His laboratory spotted the resistance cassette in other bacteria isolated from patients in the hospital, including Serratia and Enterobacter.
Another concerning feature of KPC-producing Klebsiella pneumoniae is the rate at which it causes illness. With any hospital-acquired bacteria, a portion of people who pick it up won't develop an infection. They are said to be "colonized."
With some hospital bugs, there might be 150 carriers for every person who actually develops an infection from it. But with this bacteria, the ratio is more like one infection for every 10 people colonized, Miller said.
Another problem: It takes months for people carrying the KPC-strain to "clear" it from their systems. That can be a concern if someone carrying it is released from hospital and goes home to an elderly spouse, or one with a chronic illness.
Getting the Jewish General's outbreak under control took Herculean efforts.
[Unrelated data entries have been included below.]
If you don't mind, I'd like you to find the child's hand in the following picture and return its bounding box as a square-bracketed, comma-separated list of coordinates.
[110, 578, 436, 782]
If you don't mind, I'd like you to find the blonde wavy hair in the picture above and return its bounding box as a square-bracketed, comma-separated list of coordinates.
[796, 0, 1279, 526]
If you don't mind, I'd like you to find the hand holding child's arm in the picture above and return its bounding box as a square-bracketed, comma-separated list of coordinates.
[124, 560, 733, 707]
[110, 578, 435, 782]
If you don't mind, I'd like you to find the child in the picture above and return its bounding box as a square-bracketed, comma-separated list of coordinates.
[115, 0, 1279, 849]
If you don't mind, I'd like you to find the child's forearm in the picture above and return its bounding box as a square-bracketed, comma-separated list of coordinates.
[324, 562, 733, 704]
The normal approaches to outbreaks of hospital infections -- isolating colonized patients and requiring anyone going into their rooms to don gloves and gowns -- didn't work.
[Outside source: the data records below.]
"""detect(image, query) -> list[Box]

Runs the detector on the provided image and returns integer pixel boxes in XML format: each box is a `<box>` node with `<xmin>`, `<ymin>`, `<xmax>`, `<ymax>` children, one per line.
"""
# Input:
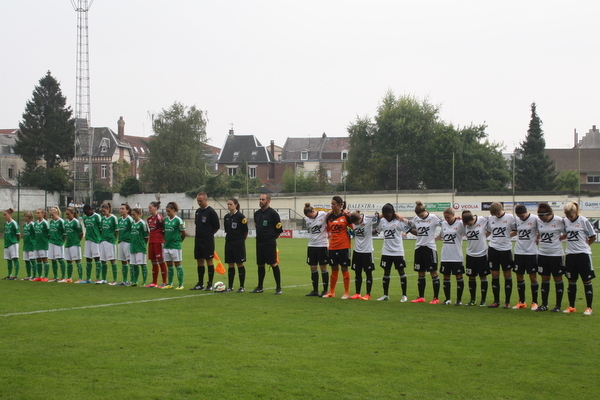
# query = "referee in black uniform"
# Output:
<box><xmin>191</xmin><ymin>192</ymin><xmax>220</xmax><ymax>291</ymax></box>
<box><xmin>224</xmin><ymin>198</ymin><xmax>249</xmax><ymax>292</ymax></box>
<box><xmin>252</xmin><ymin>193</ymin><xmax>283</xmax><ymax>294</ymax></box>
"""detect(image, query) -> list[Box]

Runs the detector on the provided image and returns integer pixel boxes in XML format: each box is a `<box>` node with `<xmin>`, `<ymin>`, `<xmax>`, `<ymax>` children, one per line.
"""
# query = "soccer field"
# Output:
<box><xmin>1</xmin><ymin>238</ymin><xmax>599</xmax><ymax>399</ymax></box>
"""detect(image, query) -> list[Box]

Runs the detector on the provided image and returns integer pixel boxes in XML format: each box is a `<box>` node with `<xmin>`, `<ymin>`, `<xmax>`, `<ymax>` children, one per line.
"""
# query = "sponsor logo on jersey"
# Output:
<box><xmin>466</xmin><ymin>230</ymin><xmax>480</xmax><ymax>241</ymax></box>
<box><xmin>417</xmin><ymin>226</ymin><xmax>430</xmax><ymax>236</ymax></box>
<box><xmin>443</xmin><ymin>233</ymin><xmax>458</xmax><ymax>244</ymax></box>
<box><xmin>566</xmin><ymin>231</ymin><xmax>580</xmax><ymax>241</ymax></box>
<box><xmin>518</xmin><ymin>230</ymin><xmax>533</xmax><ymax>240</ymax></box>
<box><xmin>540</xmin><ymin>232</ymin><xmax>554</xmax><ymax>243</ymax></box>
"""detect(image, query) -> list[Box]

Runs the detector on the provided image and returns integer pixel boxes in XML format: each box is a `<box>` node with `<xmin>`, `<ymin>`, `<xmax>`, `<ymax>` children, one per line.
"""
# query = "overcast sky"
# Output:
<box><xmin>2</xmin><ymin>1</ymin><xmax>599</xmax><ymax>152</ymax></box>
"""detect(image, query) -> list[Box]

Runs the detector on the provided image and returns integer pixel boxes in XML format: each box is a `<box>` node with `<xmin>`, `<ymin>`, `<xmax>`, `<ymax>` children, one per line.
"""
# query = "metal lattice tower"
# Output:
<box><xmin>71</xmin><ymin>0</ymin><xmax>94</xmax><ymax>204</ymax></box>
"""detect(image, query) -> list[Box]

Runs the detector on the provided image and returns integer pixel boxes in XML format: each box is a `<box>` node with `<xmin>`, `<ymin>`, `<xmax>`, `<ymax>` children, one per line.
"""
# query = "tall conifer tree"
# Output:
<box><xmin>14</xmin><ymin>71</ymin><xmax>75</xmax><ymax>170</ymax></box>
<box><xmin>515</xmin><ymin>103</ymin><xmax>556</xmax><ymax>190</ymax></box>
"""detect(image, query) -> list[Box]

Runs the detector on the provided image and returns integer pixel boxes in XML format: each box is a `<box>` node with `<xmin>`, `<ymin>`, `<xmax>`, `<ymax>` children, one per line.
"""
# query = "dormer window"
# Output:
<box><xmin>341</xmin><ymin>150</ymin><xmax>348</xmax><ymax>160</ymax></box>
<box><xmin>100</xmin><ymin>138</ymin><xmax>110</xmax><ymax>153</ymax></box>
<box><xmin>301</xmin><ymin>151</ymin><xmax>308</xmax><ymax>160</ymax></box>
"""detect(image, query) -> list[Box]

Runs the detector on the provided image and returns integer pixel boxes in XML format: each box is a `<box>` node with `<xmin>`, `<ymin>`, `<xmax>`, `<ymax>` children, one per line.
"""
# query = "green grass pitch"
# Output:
<box><xmin>1</xmin><ymin>238</ymin><xmax>599</xmax><ymax>399</ymax></box>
Miller said his hospital eventually had to open a dedicated KPC ward to house all the patients. Staff taking care of those patients were not allowed to work elsewhere in the hospital. The ward was a drain on resources and expensive to operate, but there was no alternative, he suggested.
"Bringing these outbreaks with KPCs under control is a fairly difficult thing to do and you need more aggressive measures to do that than just telling people to wash their hands and to put the patient under isolation."